Fast-forward two years, and Lee has come out of retirement, offering fans his fifth album, “Rise.” Lee presents listeners with a great rap album, proclaiming his savior with diverse sound and quality lyrics.
One of Lee’s strengths is his ability to rap in a variety of different genres, and “Rise” showcases this. No two songs sound the same, but Lee sounds comfortable on each one, whether it’s a poppy track, a slow ballad, or a pump-up song. Whenever an album has a diverse sound, it runs the risk of sounding disjointed, but “Rise” flows smoothly.
Much of rap today is more focused on the beats rather than the lyrics. Fortunately, Lee does not fall into this category. He has never been one to shy away from rapping about his savior, and “Rise” is no exception, but he also chooses to tackle a number of other subjects as well.
On “All My Love,” he tells the story of a married man struggling to remain faithful to his wife. Lee gives listeners a brief history of Reach Records on “All Rise Up” while addressing those who believe that Lee and his fellow Christian rappers are in it for the money.
“Beautiful Life 2” is a heartfelt letter addressed to Lee’s children, who make cameos in the song. Lee’s storytelling skills, while not on par with Tolkien’s or Kendrick Lamar’s, are above average, and they are only enhanced by Lee’s ability to switch up his flow.
One of the most fun songs on the album is “Manolo,” a song made to blare out the windows of your 1994 Honda Civic as you ride through your college campus. On first listen, it may sound like Lee is just rapping about guns (there’s no explicit references to God or the Bible), but a closer look shows that he is using the gun as an extended metaphor for God’s Word.

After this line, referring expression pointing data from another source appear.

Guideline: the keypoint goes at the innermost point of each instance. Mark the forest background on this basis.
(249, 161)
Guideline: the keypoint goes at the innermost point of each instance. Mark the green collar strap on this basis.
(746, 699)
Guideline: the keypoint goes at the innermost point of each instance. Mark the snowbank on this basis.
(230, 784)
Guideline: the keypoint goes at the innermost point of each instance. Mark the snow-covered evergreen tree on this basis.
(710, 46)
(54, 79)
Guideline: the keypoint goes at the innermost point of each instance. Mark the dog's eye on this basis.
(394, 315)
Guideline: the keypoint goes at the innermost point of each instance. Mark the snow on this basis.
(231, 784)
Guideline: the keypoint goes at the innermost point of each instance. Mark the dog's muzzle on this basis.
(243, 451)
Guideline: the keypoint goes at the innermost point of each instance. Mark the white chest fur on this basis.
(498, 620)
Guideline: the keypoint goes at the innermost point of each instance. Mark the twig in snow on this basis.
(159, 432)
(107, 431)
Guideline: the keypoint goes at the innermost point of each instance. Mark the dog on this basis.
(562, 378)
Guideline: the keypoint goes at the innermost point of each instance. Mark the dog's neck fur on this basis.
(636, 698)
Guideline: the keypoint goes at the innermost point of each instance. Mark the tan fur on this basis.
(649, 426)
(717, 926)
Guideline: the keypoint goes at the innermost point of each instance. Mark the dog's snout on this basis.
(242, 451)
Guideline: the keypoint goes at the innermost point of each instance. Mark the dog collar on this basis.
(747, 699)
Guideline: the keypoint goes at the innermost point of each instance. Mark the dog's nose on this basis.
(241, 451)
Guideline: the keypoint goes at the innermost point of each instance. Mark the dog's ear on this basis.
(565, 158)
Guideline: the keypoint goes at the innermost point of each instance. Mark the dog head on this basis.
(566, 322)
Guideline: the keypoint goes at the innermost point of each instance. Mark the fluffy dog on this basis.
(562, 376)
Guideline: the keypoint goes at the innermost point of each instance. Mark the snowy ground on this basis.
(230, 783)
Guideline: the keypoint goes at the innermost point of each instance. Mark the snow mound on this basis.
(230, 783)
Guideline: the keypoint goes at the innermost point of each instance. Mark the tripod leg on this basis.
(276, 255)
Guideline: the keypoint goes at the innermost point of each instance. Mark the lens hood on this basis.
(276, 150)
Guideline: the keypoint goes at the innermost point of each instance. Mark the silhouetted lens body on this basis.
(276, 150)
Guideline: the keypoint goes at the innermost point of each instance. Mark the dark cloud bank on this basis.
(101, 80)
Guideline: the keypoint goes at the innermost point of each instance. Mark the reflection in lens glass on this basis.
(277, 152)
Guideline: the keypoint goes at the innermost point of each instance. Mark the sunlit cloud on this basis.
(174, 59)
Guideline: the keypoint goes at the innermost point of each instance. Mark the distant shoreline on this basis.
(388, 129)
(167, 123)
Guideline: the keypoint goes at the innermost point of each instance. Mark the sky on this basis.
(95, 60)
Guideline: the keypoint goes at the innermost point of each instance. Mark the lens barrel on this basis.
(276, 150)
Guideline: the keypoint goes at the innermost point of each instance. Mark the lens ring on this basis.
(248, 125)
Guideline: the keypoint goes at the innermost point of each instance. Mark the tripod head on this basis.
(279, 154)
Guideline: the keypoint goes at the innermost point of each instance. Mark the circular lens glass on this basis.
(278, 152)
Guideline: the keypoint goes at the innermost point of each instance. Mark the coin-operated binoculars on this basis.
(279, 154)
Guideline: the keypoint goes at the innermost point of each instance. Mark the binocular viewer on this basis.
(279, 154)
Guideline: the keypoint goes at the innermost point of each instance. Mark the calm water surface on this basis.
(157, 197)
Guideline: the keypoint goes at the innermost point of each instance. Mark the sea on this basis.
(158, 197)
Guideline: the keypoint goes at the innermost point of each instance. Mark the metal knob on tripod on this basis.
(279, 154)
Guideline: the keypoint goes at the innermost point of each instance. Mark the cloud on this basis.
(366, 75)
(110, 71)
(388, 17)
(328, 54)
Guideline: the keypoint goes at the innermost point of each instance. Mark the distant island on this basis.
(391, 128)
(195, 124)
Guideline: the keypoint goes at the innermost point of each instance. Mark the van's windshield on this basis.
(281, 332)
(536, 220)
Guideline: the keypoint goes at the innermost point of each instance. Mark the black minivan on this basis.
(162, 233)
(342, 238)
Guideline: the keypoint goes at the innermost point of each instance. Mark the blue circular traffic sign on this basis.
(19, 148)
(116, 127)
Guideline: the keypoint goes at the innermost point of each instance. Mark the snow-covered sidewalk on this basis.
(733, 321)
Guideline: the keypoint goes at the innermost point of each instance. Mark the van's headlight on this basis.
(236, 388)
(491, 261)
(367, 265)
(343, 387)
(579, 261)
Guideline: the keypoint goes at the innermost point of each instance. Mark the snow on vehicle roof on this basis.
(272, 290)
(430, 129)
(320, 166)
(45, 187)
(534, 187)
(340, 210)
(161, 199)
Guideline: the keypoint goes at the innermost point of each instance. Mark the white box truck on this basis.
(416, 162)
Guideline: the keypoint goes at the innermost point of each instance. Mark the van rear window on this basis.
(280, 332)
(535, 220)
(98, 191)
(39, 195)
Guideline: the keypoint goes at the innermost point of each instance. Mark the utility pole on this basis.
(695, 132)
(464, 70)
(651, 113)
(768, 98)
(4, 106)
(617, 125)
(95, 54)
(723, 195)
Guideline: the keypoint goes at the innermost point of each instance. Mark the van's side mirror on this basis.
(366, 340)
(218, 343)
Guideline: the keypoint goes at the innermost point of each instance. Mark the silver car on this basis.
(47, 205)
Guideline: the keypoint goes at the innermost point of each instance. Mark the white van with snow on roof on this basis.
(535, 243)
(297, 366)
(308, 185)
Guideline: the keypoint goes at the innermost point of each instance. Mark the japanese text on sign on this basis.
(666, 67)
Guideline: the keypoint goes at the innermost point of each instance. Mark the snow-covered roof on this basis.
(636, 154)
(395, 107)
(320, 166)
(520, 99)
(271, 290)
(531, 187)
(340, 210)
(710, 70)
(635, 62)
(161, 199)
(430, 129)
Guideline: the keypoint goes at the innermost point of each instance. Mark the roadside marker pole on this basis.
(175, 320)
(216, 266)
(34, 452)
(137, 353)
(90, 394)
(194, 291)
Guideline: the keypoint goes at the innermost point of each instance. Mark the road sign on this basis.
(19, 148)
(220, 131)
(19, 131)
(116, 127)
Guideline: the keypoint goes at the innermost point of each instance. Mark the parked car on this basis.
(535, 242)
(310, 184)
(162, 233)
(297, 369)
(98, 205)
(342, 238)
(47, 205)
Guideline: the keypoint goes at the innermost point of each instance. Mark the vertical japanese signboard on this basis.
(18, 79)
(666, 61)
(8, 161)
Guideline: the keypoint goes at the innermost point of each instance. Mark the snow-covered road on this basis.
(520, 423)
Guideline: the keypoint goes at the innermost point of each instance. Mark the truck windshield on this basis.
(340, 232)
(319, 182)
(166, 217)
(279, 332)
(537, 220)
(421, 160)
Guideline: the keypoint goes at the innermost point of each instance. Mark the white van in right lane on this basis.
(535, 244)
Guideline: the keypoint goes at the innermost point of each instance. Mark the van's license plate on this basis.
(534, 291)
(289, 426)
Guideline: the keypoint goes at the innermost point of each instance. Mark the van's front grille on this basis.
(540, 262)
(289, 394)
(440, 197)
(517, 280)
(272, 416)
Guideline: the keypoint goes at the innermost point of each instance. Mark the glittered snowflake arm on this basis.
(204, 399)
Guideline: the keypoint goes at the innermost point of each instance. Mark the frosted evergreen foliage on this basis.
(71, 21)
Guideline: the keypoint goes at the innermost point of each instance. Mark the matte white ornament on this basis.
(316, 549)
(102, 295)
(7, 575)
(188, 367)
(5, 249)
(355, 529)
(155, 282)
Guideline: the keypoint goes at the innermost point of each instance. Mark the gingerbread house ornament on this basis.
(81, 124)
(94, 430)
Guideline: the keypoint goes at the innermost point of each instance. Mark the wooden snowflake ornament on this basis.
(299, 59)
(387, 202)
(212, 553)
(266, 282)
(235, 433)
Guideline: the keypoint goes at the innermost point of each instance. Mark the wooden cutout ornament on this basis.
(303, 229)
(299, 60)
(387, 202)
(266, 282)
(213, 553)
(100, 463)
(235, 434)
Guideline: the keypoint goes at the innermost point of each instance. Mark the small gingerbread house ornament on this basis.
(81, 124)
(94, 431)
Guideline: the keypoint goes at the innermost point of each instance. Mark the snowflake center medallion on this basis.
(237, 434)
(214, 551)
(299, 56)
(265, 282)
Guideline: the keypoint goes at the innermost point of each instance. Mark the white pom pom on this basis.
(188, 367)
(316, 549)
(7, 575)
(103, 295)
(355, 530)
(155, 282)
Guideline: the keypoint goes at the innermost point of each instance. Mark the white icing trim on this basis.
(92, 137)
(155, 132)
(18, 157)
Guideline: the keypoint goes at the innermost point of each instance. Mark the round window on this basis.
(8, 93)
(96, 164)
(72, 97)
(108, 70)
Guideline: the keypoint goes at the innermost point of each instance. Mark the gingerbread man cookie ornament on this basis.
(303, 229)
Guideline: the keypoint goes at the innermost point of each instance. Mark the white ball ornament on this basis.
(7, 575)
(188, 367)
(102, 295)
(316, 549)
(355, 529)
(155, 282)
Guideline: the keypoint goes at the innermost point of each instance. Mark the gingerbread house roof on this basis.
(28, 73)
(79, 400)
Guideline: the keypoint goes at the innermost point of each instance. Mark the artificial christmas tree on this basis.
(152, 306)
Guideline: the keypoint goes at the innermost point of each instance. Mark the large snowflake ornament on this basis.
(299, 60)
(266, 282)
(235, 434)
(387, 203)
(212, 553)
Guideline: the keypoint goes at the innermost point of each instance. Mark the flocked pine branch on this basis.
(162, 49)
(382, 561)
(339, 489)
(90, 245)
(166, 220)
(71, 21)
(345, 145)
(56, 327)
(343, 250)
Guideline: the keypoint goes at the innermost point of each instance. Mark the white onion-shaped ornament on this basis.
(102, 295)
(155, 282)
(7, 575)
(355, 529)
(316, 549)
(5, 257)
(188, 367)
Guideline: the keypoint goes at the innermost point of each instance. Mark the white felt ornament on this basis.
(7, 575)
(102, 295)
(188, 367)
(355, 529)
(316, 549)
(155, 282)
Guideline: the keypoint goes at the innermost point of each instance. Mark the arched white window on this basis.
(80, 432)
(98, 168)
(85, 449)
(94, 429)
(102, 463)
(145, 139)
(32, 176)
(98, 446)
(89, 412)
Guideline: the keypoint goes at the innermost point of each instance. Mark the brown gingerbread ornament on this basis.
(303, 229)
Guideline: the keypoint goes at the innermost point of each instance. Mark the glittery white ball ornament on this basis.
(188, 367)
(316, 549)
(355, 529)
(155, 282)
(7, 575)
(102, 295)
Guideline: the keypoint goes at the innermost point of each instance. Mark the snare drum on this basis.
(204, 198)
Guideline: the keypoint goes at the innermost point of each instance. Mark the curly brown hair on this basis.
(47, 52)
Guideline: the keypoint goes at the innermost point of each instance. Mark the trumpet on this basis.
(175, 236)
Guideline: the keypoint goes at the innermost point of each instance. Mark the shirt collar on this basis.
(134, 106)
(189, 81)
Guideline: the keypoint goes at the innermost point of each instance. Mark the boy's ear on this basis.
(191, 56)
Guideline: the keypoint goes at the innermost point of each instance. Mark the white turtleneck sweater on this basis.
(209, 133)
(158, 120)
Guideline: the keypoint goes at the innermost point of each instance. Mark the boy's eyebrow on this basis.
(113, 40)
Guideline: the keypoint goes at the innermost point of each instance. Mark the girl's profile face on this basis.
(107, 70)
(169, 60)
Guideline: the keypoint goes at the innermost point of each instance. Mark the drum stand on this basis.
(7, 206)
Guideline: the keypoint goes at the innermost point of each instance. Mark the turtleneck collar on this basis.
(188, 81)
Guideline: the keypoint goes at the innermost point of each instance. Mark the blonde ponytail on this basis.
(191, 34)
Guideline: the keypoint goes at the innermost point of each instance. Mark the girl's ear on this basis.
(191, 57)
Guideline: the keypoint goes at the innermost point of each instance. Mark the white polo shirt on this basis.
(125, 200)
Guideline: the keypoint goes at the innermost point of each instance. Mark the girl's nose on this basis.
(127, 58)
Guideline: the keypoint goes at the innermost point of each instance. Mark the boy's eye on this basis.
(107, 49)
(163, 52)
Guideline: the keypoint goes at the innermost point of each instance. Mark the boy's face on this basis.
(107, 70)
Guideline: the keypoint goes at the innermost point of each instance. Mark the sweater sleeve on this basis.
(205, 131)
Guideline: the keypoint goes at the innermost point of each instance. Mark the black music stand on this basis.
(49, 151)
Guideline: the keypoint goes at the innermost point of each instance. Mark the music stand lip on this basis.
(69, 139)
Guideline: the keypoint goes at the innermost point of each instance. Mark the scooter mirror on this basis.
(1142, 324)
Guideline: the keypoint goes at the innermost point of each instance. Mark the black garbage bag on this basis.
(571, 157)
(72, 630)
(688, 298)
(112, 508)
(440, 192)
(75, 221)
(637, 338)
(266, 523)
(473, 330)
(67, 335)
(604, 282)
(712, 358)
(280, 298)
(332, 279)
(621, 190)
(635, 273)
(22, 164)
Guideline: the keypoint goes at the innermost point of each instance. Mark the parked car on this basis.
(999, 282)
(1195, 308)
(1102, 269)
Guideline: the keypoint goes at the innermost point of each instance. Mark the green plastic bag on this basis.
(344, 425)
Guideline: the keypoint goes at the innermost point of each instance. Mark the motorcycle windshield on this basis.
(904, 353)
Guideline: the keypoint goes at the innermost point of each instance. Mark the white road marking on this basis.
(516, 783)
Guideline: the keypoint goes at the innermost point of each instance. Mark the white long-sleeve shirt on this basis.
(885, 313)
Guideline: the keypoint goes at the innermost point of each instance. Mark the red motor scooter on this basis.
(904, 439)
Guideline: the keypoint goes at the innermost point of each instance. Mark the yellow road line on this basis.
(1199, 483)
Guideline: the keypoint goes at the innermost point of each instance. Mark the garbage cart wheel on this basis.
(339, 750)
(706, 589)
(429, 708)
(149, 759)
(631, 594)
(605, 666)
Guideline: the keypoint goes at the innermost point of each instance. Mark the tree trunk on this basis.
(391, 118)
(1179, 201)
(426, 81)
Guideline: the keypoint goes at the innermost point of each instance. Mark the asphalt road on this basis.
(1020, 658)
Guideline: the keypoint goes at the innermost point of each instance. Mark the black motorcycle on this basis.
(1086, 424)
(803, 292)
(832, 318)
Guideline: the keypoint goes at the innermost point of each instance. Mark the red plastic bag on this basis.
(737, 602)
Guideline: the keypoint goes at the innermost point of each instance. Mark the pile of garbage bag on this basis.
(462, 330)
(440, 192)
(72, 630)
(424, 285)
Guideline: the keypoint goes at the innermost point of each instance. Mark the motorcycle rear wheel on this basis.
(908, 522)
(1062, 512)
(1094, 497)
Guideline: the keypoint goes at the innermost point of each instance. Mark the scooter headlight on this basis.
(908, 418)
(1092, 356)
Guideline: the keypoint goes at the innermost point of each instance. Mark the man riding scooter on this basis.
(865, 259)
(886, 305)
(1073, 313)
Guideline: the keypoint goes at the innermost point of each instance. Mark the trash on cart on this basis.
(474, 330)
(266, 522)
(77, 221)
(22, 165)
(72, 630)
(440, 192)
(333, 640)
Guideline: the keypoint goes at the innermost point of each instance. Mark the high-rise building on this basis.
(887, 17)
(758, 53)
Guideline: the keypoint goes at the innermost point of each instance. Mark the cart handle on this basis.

On the other side of the sound spectrum is the powerful album closer, “Sweet Victory.” Over a beat that would sound right at home on a Lana Del Rey song, Lee raps about the struggles that he has faced, specifically with his chronic fatigue syndrome. He goes on to talk about how we can rest in the knowledge that we have victory in Jesus, although we may be suffering right now.
“Rise” does have a few missteps, however. Although the album does not have any filler tracks, a 90-second spoken interlude in the middle of the album disrupts the flow and feels unnecessary, especially when the song that follows talks about the same subject.
Some people may have a problem with the album’s diverse sound. And while Lee is not the most intricate lyricist, his wordplay in a few instances is unimpressive. In the song “Shweet,” (a song that sounds strangely similar to Drake’s summer hit, “0 to 100”) the line “get an umbrella–God reign” falls flat, as does “My wrist froze like ice cream.” He does make up for it with a reference to Dr. Dre.
“Rise” is one of the best rap albums of 2014. It will inevitably draw comparisons to Lecrae’s “Anomaly,” but that shouldn’t affect how people listen to this album. “Rise” displays Lee’s skills in lyricism and story-telling ability, but he doesn’t let his talents take center stage. Instead, he plays the background to his creator, and in the end, that’s what we as Christians should focus on: bragging on our Lord.
Jon Gallardo is a junior journalism major and sports editor for Cedars. He loves playing basketball and quoting Napoleon Dynamite. He hopes one day to play in the NBA.